En 2025, Médecins Sans Frontières (MSF) a considérablement renforcé sa réponse humanitaire dans les provinces du Sud-Kivu et du Maniema, à l’est de la République démocratique du Congo.

À travers son équipe de Réponse d’Urgence et Surveillance au Congo (RUSC), l’organisation a conduit six opérations d’urgence, un niveau d’intervention en hausse par rapport aux années précédentes, révélateur de la dégradation persistante de la situation humanitaire.

Capable de se déployer en moins de 72 heures, l’équipe RUSC est intervenue pour faire face à plusieurs urgences sanitaires, notamment des épidémies de rougeole dans les zones de Kasongo et Kabambare (Maniema) ainsi qu’à Minova (Sud-Kivu).

Ces actions ont permis de vacciner près de 75 000 enfants de moins de cinq ans et de prendre en charge 4 500 patients. À Lomera, au Sud-Kivu, une épidémie de choléra a également mobilisé les équipes, avec 11 000 personnes vaccinées et 760 malades soignés.

Par ailleurs, MSF a apporté une assistance médicale aux populations déplacées par les affrontements armés à Katana, Kalehe et Bunyakiri, au Sud-Kivu.

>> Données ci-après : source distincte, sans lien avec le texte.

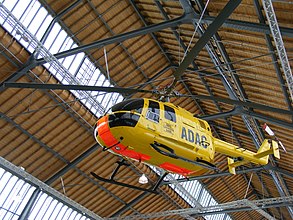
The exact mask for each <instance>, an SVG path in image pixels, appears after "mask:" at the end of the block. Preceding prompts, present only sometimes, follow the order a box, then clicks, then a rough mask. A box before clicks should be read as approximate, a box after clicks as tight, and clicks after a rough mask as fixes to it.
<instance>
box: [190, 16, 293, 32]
mask: <svg viewBox="0 0 293 220" xmlns="http://www.w3.org/2000/svg"><path fill="white" fill-rule="evenodd" d="M199 18H200V15H199V14H195V16H194V19H193V20H194V21H196V22H198V21H199ZM215 19H216V17H214V16H209V15H205V16H203V19H202V21H201V22H202V23H207V24H210V23H212V22H213V21H214V20H215ZM223 27H228V28H235V29H239V30H246V31H252V32H259V33H264V34H270V27H269V25H266V24H259V23H253V22H248V21H240V20H235V19H227V20H226V21H225V22H224V24H223ZM280 31H281V33H282V35H284V36H287V37H293V29H292V28H287V27H280Z"/></svg>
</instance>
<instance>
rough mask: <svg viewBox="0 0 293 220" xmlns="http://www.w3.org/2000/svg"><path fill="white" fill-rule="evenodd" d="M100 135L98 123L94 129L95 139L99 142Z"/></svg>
mask: <svg viewBox="0 0 293 220" xmlns="http://www.w3.org/2000/svg"><path fill="white" fill-rule="evenodd" d="M98 135H99V133H98V123H96V125H95V127H94V138H95V140H96V141H97V142H98V139H97V136H98Z"/></svg>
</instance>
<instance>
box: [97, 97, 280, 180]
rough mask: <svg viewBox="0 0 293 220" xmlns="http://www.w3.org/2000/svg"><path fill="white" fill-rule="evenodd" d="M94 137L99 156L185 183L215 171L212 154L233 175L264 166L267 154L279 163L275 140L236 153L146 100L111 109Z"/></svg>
mask: <svg viewBox="0 0 293 220" xmlns="http://www.w3.org/2000/svg"><path fill="white" fill-rule="evenodd" d="M94 137H95V139H96V141H97V142H98V143H99V144H100V145H101V146H103V148H104V150H107V151H110V152H111V153H114V154H118V155H120V156H123V157H126V158H130V159H133V160H137V161H140V162H143V163H146V164H149V165H153V166H157V167H160V168H163V169H164V170H166V171H167V172H170V173H176V174H180V175H182V176H184V177H192V176H196V175H201V174H202V173H204V172H206V171H207V170H208V169H211V170H217V168H216V166H215V165H214V164H213V160H214V156H215V152H218V153H222V154H225V155H227V156H228V168H229V172H230V173H232V174H235V173H236V172H235V168H236V167H238V166H241V165H244V164H247V163H250V162H252V163H255V164H260V165H265V164H267V163H268V159H269V155H270V154H273V155H274V156H275V157H276V158H278V159H279V158H280V154H279V150H278V142H277V141H275V140H270V139H265V140H264V141H263V143H262V145H261V146H260V148H259V150H258V151H257V152H252V151H249V150H247V149H244V148H239V147H238V146H236V145H233V144H230V143H228V142H225V141H223V140H220V139H217V138H215V137H213V135H212V132H211V128H210V126H209V124H208V123H207V122H206V121H205V120H202V119H199V118H196V117H195V116H194V115H192V114H191V113H190V112H188V111H187V110H185V109H183V108H181V107H179V106H175V105H173V104H172V103H169V102H162V101H157V100H153V99H147V98H137V99H129V100H126V101H123V102H121V103H118V104H116V105H114V106H112V107H111V108H110V109H109V111H108V112H107V113H106V114H105V115H104V116H102V117H101V118H100V119H99V120H98V121H97V123H96V125H95V128H94Z"/></svg>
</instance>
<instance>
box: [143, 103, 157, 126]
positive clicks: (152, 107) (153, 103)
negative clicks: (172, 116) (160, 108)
mask: <svg viewBox="0 0 293 220" xmlns="http://www.w3.org/2000/svg"><path fill="white" fill-rule="evenodd" d="M146 117H147V119H149V120H151V121H154V122H157V123H159V121H160V105H159V103H158V102H154V101H152V100H149V107H148V111H147V115H146Z"/></svg>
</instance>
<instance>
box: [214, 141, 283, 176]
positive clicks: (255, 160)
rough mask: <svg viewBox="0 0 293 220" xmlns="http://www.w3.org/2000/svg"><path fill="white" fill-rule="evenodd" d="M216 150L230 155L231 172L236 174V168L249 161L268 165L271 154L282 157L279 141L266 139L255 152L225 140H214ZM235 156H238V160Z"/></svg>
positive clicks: (237, 158)
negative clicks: (238, 145) (280, 150)
mask: <svg viewBox="0 0 293 220" xmlns="http://www.w3.org/2000/svg"><path fill="white" fill-rule="evenodd" d="M214 146H215V151H216V152H219V153H222V154H225V155H227V156H229V157H228V167H229V172H230V173H232V174H235V173H236V171H235V168H236V167H238V166H241V165H244V164H247V163H249V162H252V163H255V164H260V165H266V164H267V163H268V160H269V155H271V154H272V155H274V156H275V157H276V158H278V159H280V153H279V147H278V143H277V142H276V141H274V140H269V139H265V140H264V141H263V143H262V145H261V146H260V148H259V150H258V151H257V152H256V153H255V152H252V151H250V150H246V149H244V148H239V147H237V146H236V145H233V144H230V143H227V142H225V141H222V140H219V139H215V140H214ZM233 158H237V159H236V160H235V159H233Z"/></svg>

Dans ces zones touchées par les combats opposant l’armée congolaise, les Wazalendo et le groupe armé AFC/M23, les équipes ont soutenu les structures de santé locales en assurant consultations médicales, accouchements, interventions chirurgicales, ainsi que la prise en charge des enfants malnutris et des survivantes de violences sexuelles.

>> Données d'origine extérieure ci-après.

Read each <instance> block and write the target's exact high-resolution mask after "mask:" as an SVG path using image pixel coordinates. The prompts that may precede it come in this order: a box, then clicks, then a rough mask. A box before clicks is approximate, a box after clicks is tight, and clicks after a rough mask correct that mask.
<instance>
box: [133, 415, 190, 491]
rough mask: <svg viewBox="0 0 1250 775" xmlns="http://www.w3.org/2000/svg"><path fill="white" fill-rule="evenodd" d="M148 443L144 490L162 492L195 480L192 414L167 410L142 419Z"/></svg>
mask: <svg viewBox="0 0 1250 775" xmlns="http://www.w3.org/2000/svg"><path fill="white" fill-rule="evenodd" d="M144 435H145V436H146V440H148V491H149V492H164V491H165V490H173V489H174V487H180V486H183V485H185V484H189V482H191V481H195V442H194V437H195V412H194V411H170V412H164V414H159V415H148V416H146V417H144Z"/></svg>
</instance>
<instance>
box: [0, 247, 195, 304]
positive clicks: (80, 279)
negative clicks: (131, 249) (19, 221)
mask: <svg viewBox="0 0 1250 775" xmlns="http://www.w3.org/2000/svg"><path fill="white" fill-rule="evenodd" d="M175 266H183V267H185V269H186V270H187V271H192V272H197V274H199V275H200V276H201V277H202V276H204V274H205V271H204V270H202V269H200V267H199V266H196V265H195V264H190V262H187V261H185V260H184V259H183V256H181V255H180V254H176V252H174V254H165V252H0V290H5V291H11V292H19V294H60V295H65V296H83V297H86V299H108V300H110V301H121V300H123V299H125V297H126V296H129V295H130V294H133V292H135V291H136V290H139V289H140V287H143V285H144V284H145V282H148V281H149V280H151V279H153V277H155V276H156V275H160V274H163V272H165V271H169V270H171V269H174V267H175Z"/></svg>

Au total, 35 000 consultations ont été réalisées et 10 800 patients hospitalisés. L’accès aux populations reste toutefois un défi majeur en raison de l’insécurité et de la complexité du contexte opérationnel.

En 2025, la moitié des interventions du RUSC se sont déroulées dans des zones sous contrôle de groupes armés, nécessitant des négociations afin de garantir un accès humanitaire neutre et impartial.

Malgré ces contraintes, MSF a pu atteindre des zones enclavées comme Bunyakiri, où aucune autre organisation humanitaire n’était présente au moment de l’intervention.

Parmi les avancées marquantes de l’année figure une campagne de vaccination élargie menée à Kabambare, intégrant pour la première fois le vaccin contre le rotavirus, en complément des vaccins de routine. Une opération rendue particulièrement complexe par l’isolement du Maniema et les difficultés logistiques liées au conflit.

Face à l’affaiblissement du système de santé et à la réduction des financements humanitaires, MSF souligne le caractère essentiel de ses interventions. En 2026, l’équipe d’urgence demeure en alerte au Sud-Kivu afin de répondre rapidement aux besoins des populations les plus vulnérables.